Bondholders do not want take a haircut on their investments while Beijing-based lenders escape untouched. Chinese creditors do not want any debt relief they offer to rescue hedge funds in Mayfair or Connecticut. Meanwhile, the IMF cannot agree to a Zambian economic rescue programme without being comfortable that its debts are sustainable. The impasse led to a missed bond payment in late October, a grace period to make up the arrears expired last week, and the country now finds itself in financial limbo.
However, this is not a unique situation. China has lent liberally to many developing countries in recent years but has declined to join the Paris Club, the arena where countries restructure bilateral debts. In addition, many Chinese loans have been extended by state-owned financial institutions which makes it hard to judge whether they should be considered bilateral or commercial loans.
Zambia is also a test case for how amenably bondholders will behave in the inevitable sovereign debt workouts to come. In past crises, creditors were largely western banks, who could be gathered into a room and arm-twisted into an accord. Nowadays, they are mostly an atomised group of fund managers spread across the world, making negotiations much trickier.
For the most part — with some notable exceptions — bondholders have tended to take their hits and move on. The recent spate of restructurings proceeded relatively smoothly, albeit after a bit of sabre-rattling. But there are hints that bondholders are becoming a little less phlegmatic of late. The refusal of Zambia’s creditors to agree to a debt standstill could be a sign of things to come.
The IMF last month proposed some ideas on how to improve the sovereign debt restructuring process. Inspired by a series of unfortunate incidents since its last big review of the topic in 2014, many seem tailor-made to deal with Zambia-like situations. Collectively, the proposals constitute the most radical overhaul since the IMF’s failed attempt to establish a pseudo-bankruptcy court for countries two decades ago. This died, but it led to the birth of “collective action clauses” in bonds, legal provisions that make them easier to restructure.
In addition to extending the G20’s bilateral debt relief scheme, the IMF wants to strengthen CACs; make them standard in sovereign loans and the debts of government-controlled companies; and introduce clauses that automatically trigger payment standstills when natural catastrophes hammer a vulnerable economy.
Perhaps most importantly, it wants a more unified approach on dealing with state lenders that is “acceptable both to Paris Club members and others” (cough, China); ensure that they are treated equally with commercial creditors; and bring more sunlight into the process by getting creditors of all stripes to report legitimate debts — hopefully avoiding the issue of undisclosed loans that plagued Zambia’s neighbour Mozambique.

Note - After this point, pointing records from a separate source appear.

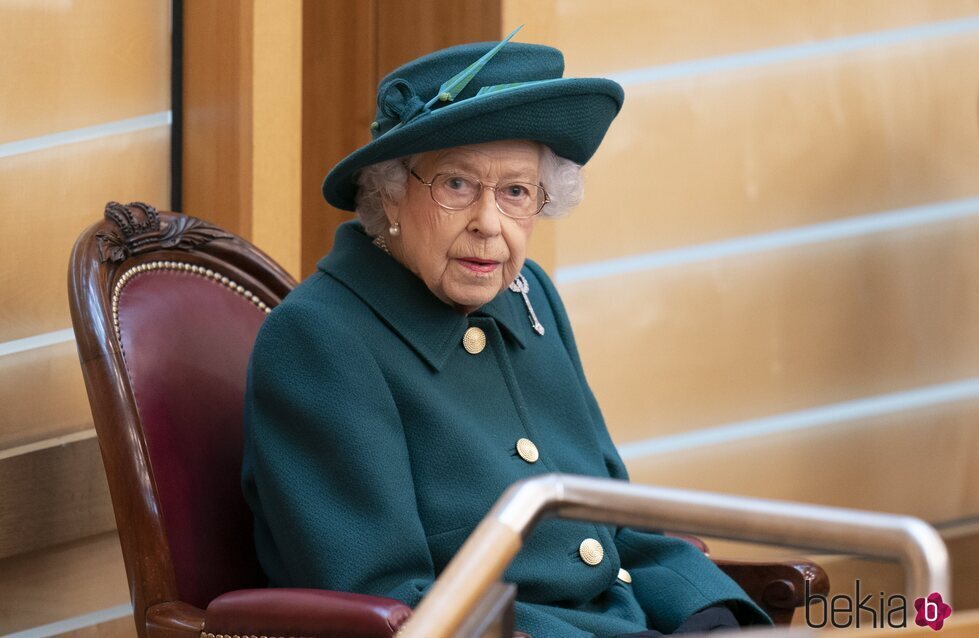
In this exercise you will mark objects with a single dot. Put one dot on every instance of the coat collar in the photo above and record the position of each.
(403, 301)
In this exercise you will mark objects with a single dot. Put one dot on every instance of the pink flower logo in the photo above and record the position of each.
(932, 611)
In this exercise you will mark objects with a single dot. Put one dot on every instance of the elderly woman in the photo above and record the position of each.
(428, 364)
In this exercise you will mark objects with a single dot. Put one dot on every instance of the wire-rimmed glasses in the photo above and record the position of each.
(456, 191)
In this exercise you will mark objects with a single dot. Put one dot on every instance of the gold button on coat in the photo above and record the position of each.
(591, 551)
(474, 340)
(527, 450)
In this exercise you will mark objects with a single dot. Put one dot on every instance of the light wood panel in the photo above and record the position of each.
(217, 106)
(407, 30)
(615, 35)
(677, 349)
(47, 198)
(277, 130)
(918, 462)
(118, 628)
(74, 64)
(66, 581)
(42, 394)
(735, 154)
(340, 51)
(53, 495)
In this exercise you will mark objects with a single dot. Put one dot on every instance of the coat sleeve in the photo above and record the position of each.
(671, 579)
(325, 467)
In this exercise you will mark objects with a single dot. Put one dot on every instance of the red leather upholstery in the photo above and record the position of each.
(187, 372)
(303, 612)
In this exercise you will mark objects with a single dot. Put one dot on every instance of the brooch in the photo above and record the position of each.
(520, 285)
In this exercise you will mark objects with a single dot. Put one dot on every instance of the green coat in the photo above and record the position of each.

If a contracts-based, ad hoc approach proves insufficient to deal with the inevitable spate of sovereign debt crises, the IMF has also broached the nuclear option: legislation in the main financial centres of New York and London, and perhaps even a UN Security Council resolution, to shield debtors against aggrieved creditors.
With the imminent change of White House incumbent, radical proposals like these are now suddenly more feasible.